In the same line of thought, African tradition had an administration of justice that was ruled by Embrenche who were chiefs with Equiano’s father being one. At one incident he accounts for a chief’s son being punished to pay a slave man or woman for having kidnapped a boy. Marriage was highly honored and adultery was highly punished (Equiano 11). At the same time, unfaithfulness or rather adultery for the married was punished by slavery or death. Likewise, slaves were made to be part and parcel of the dowry that was given to a newly married couple. Notably, African slaveholders accommodated them in the houses together with the other members of the family.

Following this point, when Equiano was kidnapped, he came across a culture that was totally different from what he had been used to. Mannerism and treatment of slaves was so different. In this context, Equiano brings into view his experiences after being kidnapped and the time that he encountered a slave ship at the time that he arrived at the sea coast (Equiano 23). In line with this Equiano explains that the ship that he found was riding at the anchor waiting for its cargo of slaves from Africa. Shortly after, his astonishment was converted to terror and his thoughts, once he was carried aboard. In this case, he was handled and tossed to ensure that he was sound (Equiano 31). This was accomplished by some crew. The European language was so strange to the narrator that this combined with the complexion of those that took him as slave convinced him that he was in a world of evil spirits that would end up killing him.

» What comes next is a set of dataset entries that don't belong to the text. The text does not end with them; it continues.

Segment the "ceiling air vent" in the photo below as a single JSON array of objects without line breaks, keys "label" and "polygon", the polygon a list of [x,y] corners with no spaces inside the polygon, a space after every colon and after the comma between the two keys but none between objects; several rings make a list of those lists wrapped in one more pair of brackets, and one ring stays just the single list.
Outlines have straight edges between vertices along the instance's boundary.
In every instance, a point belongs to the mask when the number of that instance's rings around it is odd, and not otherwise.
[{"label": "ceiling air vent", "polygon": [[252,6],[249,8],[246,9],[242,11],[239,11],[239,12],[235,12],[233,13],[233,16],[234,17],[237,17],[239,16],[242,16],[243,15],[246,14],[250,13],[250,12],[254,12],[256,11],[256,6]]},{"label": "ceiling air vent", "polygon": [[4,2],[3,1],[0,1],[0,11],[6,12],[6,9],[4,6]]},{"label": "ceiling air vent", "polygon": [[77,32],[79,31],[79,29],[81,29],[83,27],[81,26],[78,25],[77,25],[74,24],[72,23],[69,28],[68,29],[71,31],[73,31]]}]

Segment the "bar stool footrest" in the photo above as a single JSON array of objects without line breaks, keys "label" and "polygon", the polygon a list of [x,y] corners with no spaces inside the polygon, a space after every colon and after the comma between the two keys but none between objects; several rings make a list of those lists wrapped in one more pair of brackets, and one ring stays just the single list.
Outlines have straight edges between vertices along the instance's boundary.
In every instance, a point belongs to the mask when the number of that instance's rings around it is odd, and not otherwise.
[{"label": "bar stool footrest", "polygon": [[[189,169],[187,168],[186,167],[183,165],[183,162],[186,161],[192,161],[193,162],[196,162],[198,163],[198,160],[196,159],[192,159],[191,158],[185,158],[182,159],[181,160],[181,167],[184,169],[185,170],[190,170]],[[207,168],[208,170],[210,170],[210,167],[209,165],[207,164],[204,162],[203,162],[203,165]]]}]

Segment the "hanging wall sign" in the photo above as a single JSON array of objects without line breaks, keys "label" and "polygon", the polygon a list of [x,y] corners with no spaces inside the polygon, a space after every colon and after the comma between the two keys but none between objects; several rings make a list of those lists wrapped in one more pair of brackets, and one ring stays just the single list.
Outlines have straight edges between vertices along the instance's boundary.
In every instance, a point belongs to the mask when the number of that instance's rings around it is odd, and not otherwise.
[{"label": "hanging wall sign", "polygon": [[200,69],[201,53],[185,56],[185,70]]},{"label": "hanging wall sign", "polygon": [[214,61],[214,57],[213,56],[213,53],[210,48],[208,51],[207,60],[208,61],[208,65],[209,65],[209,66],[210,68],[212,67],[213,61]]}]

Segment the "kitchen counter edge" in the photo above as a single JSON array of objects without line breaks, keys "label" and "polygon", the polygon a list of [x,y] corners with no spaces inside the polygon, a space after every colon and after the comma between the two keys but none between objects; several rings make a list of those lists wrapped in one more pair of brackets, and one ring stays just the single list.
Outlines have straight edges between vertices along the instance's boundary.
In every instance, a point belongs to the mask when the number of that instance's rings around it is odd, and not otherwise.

In connection to this point, the meanest slavery that was practiced in Africa was preferred by the narrator. Within the ship through the middle passage there was copper that was boiling and a furnace that the blacks were inside chained together with each of them expressing dejection and sorrow (Equiano 32). This sent the narrator to a state of motionless and thus he fainted. This was just the beginning and so to articulate the end of the kind treatment that he had previously received while he exchanged masters along his journey within the six to seven months within the African continent.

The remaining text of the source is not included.